La longue marche vers l’équité

iStock.com / vikas2c

Seize ans plus tard, on peut dire que ce voyage a été tout sauf un long fleuve tranquille. La ligne d’arrivée a été franchie en juillet dernier, avec l’annonce par le gouvernement fédéral de la conclusion d’une entente de règlement pour accroître l’équité dans le Programme de chaires de recherche du Canada (PCRC).

« Cette entente aura pour effet d’adapter rapidement le Programme à toute la diversité qui caractérise actuellement le tissu social du Canada. Elle traduit une vision qui changera la donne pour les universités et d’autres institutions canadiennes », souligne l’une des plaignantes, la sociologue Susan Prentice.

Le PCRC a vu le jour en l’an 2000. Cette initiative conjointe des trois organismes subventionnaires — le Conseil de recherches en sciences humaines, le Conseil de recherches en sciences naturelles et en génie et les Instituts de recherche en santé du Canada — s’inscrivait au cœur de la stratégie nationale du gouvernement fédéral visant à faire du Canada « l’un des meilleurs pays en matière de recherche et de développement ».

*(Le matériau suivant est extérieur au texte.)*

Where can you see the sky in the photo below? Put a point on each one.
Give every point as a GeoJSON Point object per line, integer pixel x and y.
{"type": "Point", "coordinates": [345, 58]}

Plus de 2 000 professorats de recherche permanents, appelés « chaires de recherche du Canada », devaient être créés partout au pays dans les établissements admissibles conférant des grades. Une mesure requérant aujourd’hui un investissement annuel de 300 millions de dollars. Toutefois, dans les années qui ont suivi sa mise sur pied, le PCRC a été la cible de maintes critiques, dont celles, particulièrement vives, de l’Association canadienne des professeures et professeurs d’université (ACPPU).

« La formule de financement posait problème, car le gros des fonds allait injustement aux grands établissements d’enseignement axés sur la recherche et le processus d’attribution ne comportait aucune obligation de rendre des comptes ou de transparence qui aurait permis de savoir à quelles universités les chaires étaient accordées et pourquoi, explique le directeur général de l’ACPPU, David Robinson. Le PCRC n’avait pas encore soufflé sa première chandelle que le Conseil de l’ACPPU adoptait déjà une motion dénonçant son opacité. »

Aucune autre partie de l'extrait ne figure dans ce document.